32 block Philips LMS CM-206 CD-ROM
0 = /dev/cm206cd Philips LMS CM-206 CD-ROM
33 block Modular RAM disk device
0 = /dev/ram0 First modular RAM disk
1 = /dev/ram1 Second modular RAM disk
...
255 = /dev/ram255 256th modular RAM disk
34-223 UNALLOCATED
224-254 LOCAL USE
Allocated for local/experimental use
Please note that MAX_CHRDEV and MAX_BLKDEV in
linux/include/linux/major.h must be set to a value
greater than the highest used major number. For a
kernel using local/experimental devices, it is
probably easiest to set both of these equal to 256. The
memory cost above using the default value of 64 is 3K.
255 RESERVED
This section details additional entries that should or may exist in the /dev directory. It is preferred that symbolic links use the same form (absolute or relative) as is indicated here. Links are classified as "hard" or "symbolic" depending on the preferred type of link; if possible, the indicated type of link should be used.
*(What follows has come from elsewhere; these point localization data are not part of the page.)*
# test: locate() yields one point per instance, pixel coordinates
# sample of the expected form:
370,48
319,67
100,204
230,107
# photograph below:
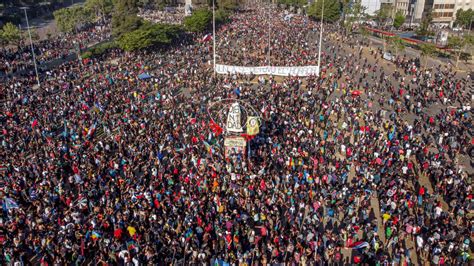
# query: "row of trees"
133,33
11,34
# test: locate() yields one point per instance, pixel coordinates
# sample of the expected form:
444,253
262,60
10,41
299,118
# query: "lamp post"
31,44
269,29
320,39
214,35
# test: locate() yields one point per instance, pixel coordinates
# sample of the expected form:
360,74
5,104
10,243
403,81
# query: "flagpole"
320,38
269,30
31,44
214,35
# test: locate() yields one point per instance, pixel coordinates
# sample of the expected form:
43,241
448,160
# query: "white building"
371,6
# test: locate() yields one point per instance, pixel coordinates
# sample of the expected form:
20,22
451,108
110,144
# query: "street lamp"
31,44
214,35
320,39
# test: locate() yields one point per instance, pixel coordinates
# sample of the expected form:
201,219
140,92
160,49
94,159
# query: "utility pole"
269,29
31,44
320,39
214,35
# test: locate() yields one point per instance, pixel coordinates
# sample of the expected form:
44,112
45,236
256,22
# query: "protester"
360,165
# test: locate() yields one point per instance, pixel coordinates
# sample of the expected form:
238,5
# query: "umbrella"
144,76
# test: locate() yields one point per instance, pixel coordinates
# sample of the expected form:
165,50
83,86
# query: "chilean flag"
359,245
206,38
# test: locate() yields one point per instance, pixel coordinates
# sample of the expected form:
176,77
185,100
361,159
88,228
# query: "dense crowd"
174,16
291,39
19,59
359,165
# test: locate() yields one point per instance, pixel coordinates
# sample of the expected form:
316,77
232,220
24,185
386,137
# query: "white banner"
302,71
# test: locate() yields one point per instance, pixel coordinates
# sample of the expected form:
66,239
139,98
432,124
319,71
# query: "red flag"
215,128
247,137
206,38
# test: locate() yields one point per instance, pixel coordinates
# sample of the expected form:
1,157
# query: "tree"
101,8
222,16
227,4
427,50
10,34
69,19
423,30
149,35
383,14
464,17
332,10
399,20
295,3
352,12
397,44
124,17
199,21
365,33
458,45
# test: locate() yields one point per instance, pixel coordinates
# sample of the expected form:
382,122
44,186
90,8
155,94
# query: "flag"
247,137
237,91
215,128
189,234
95,235
359,245
91,130
253,125
9,203
206,38
392,133
131,245
208,147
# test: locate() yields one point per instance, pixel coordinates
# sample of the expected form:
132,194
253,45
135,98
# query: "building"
371,6
402,6
444,11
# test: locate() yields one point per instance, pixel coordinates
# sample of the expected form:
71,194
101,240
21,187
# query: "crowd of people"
268,37
19,59
359,165
174,16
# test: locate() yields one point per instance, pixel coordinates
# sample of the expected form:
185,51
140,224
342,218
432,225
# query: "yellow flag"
253,126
These links should exist on all systems:
/dev/fd /proc/self/fd symbolic File descriptors /dev/stdin fd/0 symbolic stdin file descriptor /dev/stdout fd/1 symbolic stdout file descriptor /dev/stderr fd/2 symbolic stderr file descriptor
It is recommended that these links exist on all systems:
/dev/X0R null symbolic Used by iBCS-2 /dev/nfsd socksys symbolic Used by iBCS-2 /dev/core /proc/kcore symbolic Backward compatibility /dev/scd? /dev/cd? hard Alternate SCSI CD-ROM name
The following links may be established locally to conform to the system configuration. This is merely a tabulation of existing practice, and does not constitute a recommendation. However, if they exist, they should have the following uses.
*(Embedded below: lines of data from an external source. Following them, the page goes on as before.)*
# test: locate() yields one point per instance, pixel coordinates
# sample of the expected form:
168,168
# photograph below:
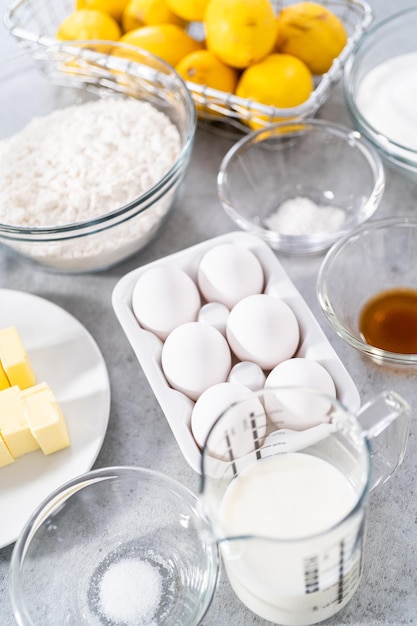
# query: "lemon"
114,8
240,32
280,80
190,10
88,24
312,33
204,68
147,13
167,41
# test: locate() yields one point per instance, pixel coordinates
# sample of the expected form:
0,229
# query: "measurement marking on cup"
255,435
341,572
311,575
231,456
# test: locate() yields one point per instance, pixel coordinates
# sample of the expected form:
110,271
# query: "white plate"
176,406
63,354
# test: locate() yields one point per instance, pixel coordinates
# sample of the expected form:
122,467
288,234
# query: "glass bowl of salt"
301,185
122,545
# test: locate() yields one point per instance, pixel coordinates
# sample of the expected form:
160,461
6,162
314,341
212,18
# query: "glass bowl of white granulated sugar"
94,146
380,84
301,185
122,545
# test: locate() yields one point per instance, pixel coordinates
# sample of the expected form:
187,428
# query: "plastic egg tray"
176,406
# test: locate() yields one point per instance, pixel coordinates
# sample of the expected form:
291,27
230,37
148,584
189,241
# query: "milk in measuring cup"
312,568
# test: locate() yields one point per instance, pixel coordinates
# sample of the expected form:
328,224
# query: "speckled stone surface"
138,433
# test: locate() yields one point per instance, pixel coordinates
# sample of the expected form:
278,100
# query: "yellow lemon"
280,80
88,24
240,33
147,13
190,10
114,8
204,68
167,41
312,33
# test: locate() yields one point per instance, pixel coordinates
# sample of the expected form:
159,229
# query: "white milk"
386,98
300,574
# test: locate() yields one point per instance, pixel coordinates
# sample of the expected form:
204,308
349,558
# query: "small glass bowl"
121,545
299,161
384,41
378,256
65,74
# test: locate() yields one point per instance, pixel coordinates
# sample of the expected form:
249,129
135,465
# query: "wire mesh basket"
34,23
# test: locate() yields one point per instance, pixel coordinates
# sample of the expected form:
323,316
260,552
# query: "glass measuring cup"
287,503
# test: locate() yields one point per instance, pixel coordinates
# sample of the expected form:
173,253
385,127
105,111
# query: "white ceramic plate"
63,354
176,406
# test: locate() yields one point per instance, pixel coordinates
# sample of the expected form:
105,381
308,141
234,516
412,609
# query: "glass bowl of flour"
94,146
301,185
380,85
122,545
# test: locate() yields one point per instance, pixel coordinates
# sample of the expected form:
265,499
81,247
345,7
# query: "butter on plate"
30,416
14,426
15,362
45,418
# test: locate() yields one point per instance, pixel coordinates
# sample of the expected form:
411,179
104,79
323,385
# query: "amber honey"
389,321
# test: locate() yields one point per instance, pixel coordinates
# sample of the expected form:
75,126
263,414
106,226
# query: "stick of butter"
14,426
5,456
4,381
45,418
14,359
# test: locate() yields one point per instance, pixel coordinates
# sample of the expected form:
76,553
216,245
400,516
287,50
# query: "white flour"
81,162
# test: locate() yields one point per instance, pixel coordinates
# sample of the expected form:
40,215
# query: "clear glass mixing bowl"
310,160
121,545
379,256
73,73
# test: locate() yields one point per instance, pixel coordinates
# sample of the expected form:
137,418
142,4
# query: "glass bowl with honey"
367,289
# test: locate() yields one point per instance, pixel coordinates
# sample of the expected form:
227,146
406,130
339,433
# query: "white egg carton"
176,406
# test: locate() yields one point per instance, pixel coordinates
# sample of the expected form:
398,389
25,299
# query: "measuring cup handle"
387,435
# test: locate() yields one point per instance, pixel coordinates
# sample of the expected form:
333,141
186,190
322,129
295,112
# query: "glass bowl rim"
65,491
307,243
370,132
108,220
378,354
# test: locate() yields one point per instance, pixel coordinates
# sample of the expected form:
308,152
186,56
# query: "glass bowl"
122,545
309,166
380,91
63,75
378,257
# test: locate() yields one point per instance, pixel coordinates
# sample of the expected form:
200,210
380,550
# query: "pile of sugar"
301,216
83,161
130,593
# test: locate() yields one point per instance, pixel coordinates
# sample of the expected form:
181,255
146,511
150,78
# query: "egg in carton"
217,320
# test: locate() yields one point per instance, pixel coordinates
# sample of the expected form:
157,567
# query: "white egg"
248,374
215,314
194,357
263,329
295,409
242,426
163,298
228,273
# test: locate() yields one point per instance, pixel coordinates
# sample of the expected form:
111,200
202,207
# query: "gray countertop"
138,433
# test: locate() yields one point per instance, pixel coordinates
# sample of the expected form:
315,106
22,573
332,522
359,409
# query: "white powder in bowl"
302,216
79,163
83,161
130,593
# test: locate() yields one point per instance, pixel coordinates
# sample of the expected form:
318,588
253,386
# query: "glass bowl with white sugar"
122,545
301,185
94,146
380,86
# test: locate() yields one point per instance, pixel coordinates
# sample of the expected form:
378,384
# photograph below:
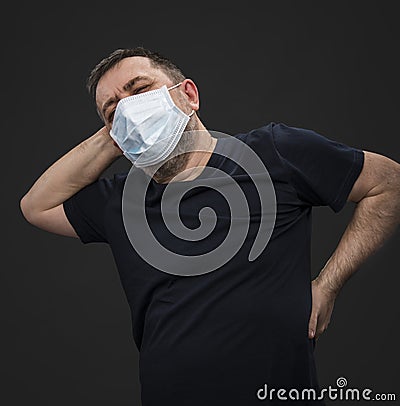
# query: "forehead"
113,81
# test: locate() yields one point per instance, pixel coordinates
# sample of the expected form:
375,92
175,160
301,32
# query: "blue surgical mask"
148,126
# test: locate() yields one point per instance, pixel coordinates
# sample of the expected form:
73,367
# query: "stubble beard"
178,159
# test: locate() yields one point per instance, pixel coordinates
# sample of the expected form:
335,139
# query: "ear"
192,94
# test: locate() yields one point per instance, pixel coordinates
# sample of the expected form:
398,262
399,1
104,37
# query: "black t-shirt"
217,338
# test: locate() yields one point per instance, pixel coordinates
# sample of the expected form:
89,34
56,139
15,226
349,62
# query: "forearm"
78,168
375,218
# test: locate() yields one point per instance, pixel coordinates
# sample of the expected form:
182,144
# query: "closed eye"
140,89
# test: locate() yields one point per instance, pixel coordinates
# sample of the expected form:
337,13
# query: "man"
213,336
/dev/mouse mouse port symbolic Current mouse device /dev/tape tape device symbolic Current tape device /dev/cdrom CD-ROM device symbolic Current CD-ROM device /dev/modem modem port symbolic Current dialout device /dev/root root device symbolic Current root filesystem /dev/swap swap device symbolic Current swap device
/dev/modem should not be used for a modem that supports dial-in as well as dial-out, as it tends to cause lock file problems. If it exists, /dev/modem should point to the appropriate dial-out (alternate) device.